The Company has made the requested revisions to its Item 15 disclosure starting on page II-1 of Amendment No.1 to clarify that these warrants were issued to employees of Laidlaw & Co. as designees of Laidlaw and Co. (“Laidlaw”), which was entitled to receive the warrants pursuant to the terms of its engagement letter with the Company.  The exemption upon which the Company relied to issue warrants to the employees of Laidlaw & Co. as the designees of Laidlaw & Co was Section 4(2) and Regulation D (Rule 506) under the Securities Act of 1933, as amended, as Laidlaw, which was an accredited investor at the time of issuance, was the party with whom the Company contracted to issue the warrants to pursuant to the terms of an engagement letter with the Company.
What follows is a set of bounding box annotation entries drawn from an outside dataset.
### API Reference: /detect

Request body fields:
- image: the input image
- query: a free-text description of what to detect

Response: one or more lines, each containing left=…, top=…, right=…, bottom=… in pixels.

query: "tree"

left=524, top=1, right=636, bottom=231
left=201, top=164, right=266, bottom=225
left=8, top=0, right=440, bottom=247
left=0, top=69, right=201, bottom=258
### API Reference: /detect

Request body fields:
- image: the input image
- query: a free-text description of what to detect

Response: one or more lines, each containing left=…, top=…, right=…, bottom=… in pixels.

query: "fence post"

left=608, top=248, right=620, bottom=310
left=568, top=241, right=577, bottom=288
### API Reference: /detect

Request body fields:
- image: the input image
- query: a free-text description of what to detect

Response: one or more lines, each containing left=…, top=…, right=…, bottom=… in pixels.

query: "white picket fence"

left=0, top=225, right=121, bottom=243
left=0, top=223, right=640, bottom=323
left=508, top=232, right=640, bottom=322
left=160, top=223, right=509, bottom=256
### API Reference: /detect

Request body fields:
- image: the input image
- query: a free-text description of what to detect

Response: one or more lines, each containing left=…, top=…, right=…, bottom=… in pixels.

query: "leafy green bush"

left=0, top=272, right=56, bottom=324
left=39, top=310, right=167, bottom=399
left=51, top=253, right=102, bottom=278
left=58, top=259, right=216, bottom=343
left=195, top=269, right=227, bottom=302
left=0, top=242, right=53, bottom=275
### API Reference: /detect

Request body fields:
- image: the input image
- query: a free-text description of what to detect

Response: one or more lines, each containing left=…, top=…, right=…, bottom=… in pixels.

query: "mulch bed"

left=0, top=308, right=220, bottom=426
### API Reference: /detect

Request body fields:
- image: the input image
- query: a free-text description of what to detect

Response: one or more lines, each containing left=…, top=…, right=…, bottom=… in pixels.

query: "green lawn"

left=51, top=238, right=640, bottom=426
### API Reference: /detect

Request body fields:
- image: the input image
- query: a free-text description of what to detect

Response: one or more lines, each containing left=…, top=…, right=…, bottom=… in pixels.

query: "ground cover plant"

U.S. Securities and Exchange Commission
August 3, 2017
Page 2
 
 
Common Stock Placement Agent Warrants, page 16
2.
Disclose the exercise price of the three-year warrants issued to Laidlaw & Company between October 2016 and March 2017.
Response:

The Company has made the requested revisions on page 16 to Amendment No.1 disclosing the exercise price of the three-year warrants issued between October 2016 and March 2017 and clarifying that such warrants were issued to the employees of Laidlaw & Co. as the designees of Laidlaw & Co.


* * * * *
 
Please direct any questions or comments concerning this response to the undersigned at (212) 659-4974.
 
 
Very truly yours,
 
 
 
/s/ Rick A. Werner                      
 
Rick A. Werner, Esq.
 
 
cc:    Kenneth Londoner, BioSig Technologies, Inc.